CST 383 Week 3

Reflection

This was our third week in CST383 - Data Science. This week we learned about visualizating data and graphs using pandas, matplotlib, and scpipy. We focused on definitions of various types of graphs, functions to create them, and various parameters we can use to alter them.

Like with the array functions and operations from week one, I was surprised at how robust these libraries are, and also by how easy their basic uses are to learn. In very little time, I was able to start making nice looking graphs, and with more research I could quickly make professinal quality ones.

In previous weeks, I found half of the material to be relatively straightforward (namely 1D arrays and Series), and the rest of it to be more difficult (2D arrays and Data Frames). This week felt a little different, with all of the different types of graphs and parameters feeling about as advanced an complicated as each other. If one thing felt more difficult, it would be using the plt.subplot function to create multiple, separate plots. It is not surprising that this was more difficult, as it resembles 2D arrays or Data Frames, just with graphs.

Basic Plotting

Density Plots

To make a density plot we use the function df['column'].plot.density(). Important arguments for this function include:

title=String: Change the title of the plot.
bw_method=float: Changes the plot's smoothness. A higher value means a smoother plot. This parameter is important for ensuring that a plot does not have too little or too much detail.

Before creating the plot, we can use samples = df['column'].sample(frac=1, replace=True) before calling sample.plot.density() to get a plot using random samples.

Cumulative Density Plots

To make a cumulative density plot we have to first import the seaborn library then use the function seaborn.kdeplot(df['column'], cumulative=True).

Mutli-Variable Density Plots

To make multi-variable density plots we use the function df[*Indexing/Statement for multiple columns*].plot.density(figsize=(x,y)).

Histograms

We can create a Histogram, also called bar plots or graphs using the following functions. Note that there are minor differences between these methods.

df['column'].plot.hist()
df['column'].hist()
df['column'].plot(type='hist')

We can also use the bins attribute to change the number and size of the bars, such as df['column'].hist(bins=range(30, 90, 10)).

Boxplots

We can create a boxplot using df['columns'].plot.box(). Boxplots are useful for showing the distribution of a continous variable.

Heatplot

We can create a heatmap, which shows the correlation of each combination of two variables, using seaborn.heatmap, such as seaborn.heatmap(df.corr(), cmap='PRGn', vmin=1, vmax=1)

Which Plot to use?

Plotting in Notebook

When plotting using a Notebook, we can use the following functions to alter any plots we have made:

plt.figure(figsize=(width, height)): Sets the width and height of a plot in inches/number of boxes.
plt.title(String): Sets the title of the plot.
plt.xlabel(String): Gives a label to the x-axis.
plt.xlim(min, max): Sets the start and ending values of the x-axis.
plt.ylabel(String): Sets the label of the y-axis.
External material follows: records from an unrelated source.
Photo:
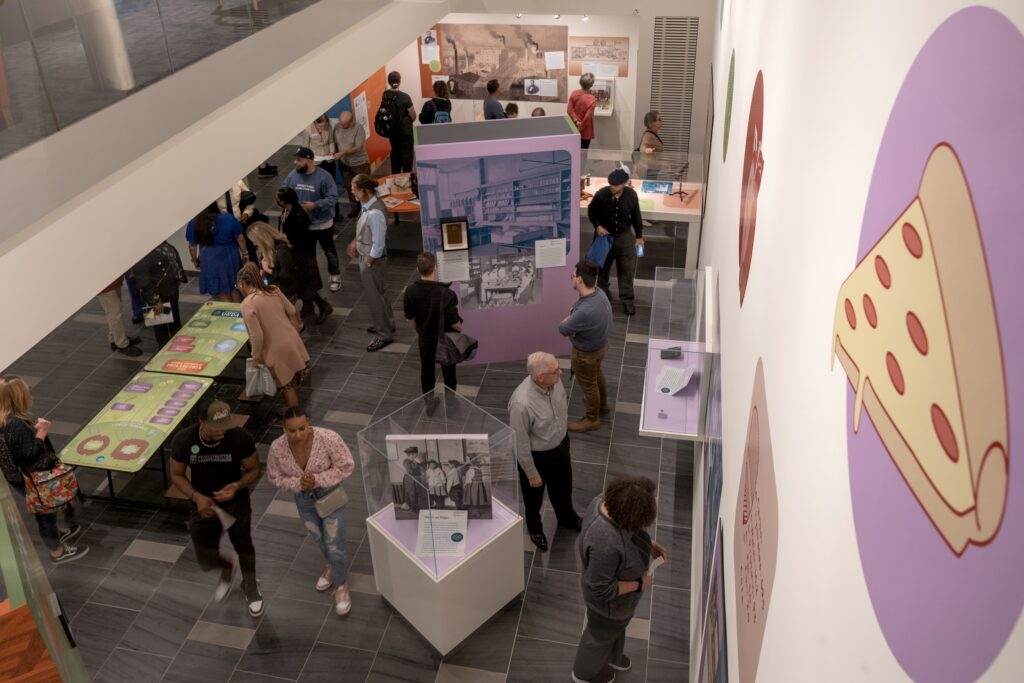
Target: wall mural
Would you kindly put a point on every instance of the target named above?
(754, 165)
(925, 327)
(471, 54)
(728, 105)
(756, 534)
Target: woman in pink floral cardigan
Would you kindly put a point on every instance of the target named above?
(311, 462)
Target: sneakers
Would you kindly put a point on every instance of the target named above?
(378, 343)
(604, 676)
(584, 425)
(622, 665)
(70, 553)
(224, 587)
(325, 582)
(343, 601)
(254, 599)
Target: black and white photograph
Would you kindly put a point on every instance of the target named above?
(497, 282)
(443, 472)
(508, 201)
(475, 53)
(455, 233)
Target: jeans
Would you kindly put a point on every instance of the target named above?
(602, 641)
(590, 377)
(624, 255)
(206, 532)
(555, 468)
(329, 532)
(325, 238)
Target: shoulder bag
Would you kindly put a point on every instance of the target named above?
(453, 347)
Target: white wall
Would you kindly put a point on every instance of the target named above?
(613, 131)
(86, 203)
(832, 73)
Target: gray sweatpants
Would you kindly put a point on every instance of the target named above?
(602, 641)
(376, 295)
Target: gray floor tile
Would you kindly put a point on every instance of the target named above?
(404, 655)
(129, 667)
(131, 583)
(541, 662)
(168, 619)
(202, 662)
(670, 625)
(553, 607)
(331, 664)
(284, 639)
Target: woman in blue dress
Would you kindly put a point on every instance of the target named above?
(217, 246)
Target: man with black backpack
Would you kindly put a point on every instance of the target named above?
(394, 121)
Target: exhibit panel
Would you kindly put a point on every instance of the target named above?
(669, 184)
(499, 208)
(442, 497)
(679, 354)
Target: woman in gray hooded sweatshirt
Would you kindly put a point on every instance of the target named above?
(615, 551)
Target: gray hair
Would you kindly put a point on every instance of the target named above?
(538, 361)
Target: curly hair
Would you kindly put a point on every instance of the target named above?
(631, 503)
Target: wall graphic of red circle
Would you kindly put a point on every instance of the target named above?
(754, 165)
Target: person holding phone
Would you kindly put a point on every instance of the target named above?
(614, 552)
(223, 465)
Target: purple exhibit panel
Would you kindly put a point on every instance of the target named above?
(478, 532)
(677, 414)
(524, 189)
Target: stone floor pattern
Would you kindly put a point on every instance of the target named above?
(142, 610)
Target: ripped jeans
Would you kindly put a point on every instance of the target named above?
(329, 532)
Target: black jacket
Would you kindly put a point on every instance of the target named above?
(159, 274)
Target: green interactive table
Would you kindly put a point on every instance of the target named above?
(206, 344)
(135, 423)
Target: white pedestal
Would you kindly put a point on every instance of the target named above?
(449, 598)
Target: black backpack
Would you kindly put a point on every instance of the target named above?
(387, 123)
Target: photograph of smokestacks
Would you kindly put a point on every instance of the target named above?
(475, 53)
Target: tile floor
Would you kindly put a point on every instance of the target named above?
(142, 610)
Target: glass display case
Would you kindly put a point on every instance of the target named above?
(669, 184)
(681, 345)
(37, 643)
(442, 498)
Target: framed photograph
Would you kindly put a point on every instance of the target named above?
(455, 233)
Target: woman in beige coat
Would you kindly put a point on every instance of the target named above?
(273, 332)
When using the above functions in a notebook, it is important to use plt.show() or to append ; to the last plt statement.

Famous Distributions

Uniform Distribution

Uniform distribution is a type of probability distribution in which all outcomes are equally likely. There are two types of uniform distribution:

Discrete Uniform Distribution: Used when there are a finite amount of outcomes, with each having the same probability. A good example of this is rolling a die, each side of the die has an equal probability.
Continous Uniform Distribution: Used when outcomes ar continously spread between two values. The probability density function is flat across the interval.

Normal Distribution

Normal distributions have a continous probability distribution that form the famous bell-shaped curve. Real-world data often follow this distribution/shape.

A normal distribution is defined by two parameters: μ: mean (center of the curve) and σ: standard deviation (spread).

The 68-95-99.7 Rule

The 68-95-99.7 rule states that in a normal distribution 68% of the data is within one standard deviation of the mean, 95% of the data is within two, and 99.7% of the data is within three.

Joint and Conditional Probabilities

Joint Probabilities

The joint probability is the probability of two things happening. For example, the probability of age being at least 60 and maxhr being above 130 could be represented as P(age <= 60 and maxhr > 130), and could be calculated with ((df['age'] <= 60) & (df['maxhr'] > 130)).mean().

A related idea is the probability of either of two things happening, or P(age <= 60 or maxhr > 130). This can be calculated in a similar way.

Conditional Probabilities

A conditional probability is the probability of one thing happening given another value. This can be represented with P(maxhr > 130 | (given) age <= 50) and calculated with df_age50 = df[df['age'] <= 50] followed by df_age50[df_age50['maxhr'] > 130].mean().

Another way to calulate the above probability: P(maxhr > 130 | age <= 50) = P(maxhr >= 130 and age <= 50)/P(age <= 50).

Correlation

To represent correlation we often use the Greek letter ρ.

Positive Correlation: When one variable is high the other tends to be high, and vice versa.

Negative Correlation: When one variable is high the other tends to be low, and vice versa.

Covariance: Covariance shows the joint variability of two variables. If their covariance is below zero they negatively correlate, is it is above zero they positively correlate, and if it is near zero they do not correlate. Two variables' covariance can be values outside of -1 to 1.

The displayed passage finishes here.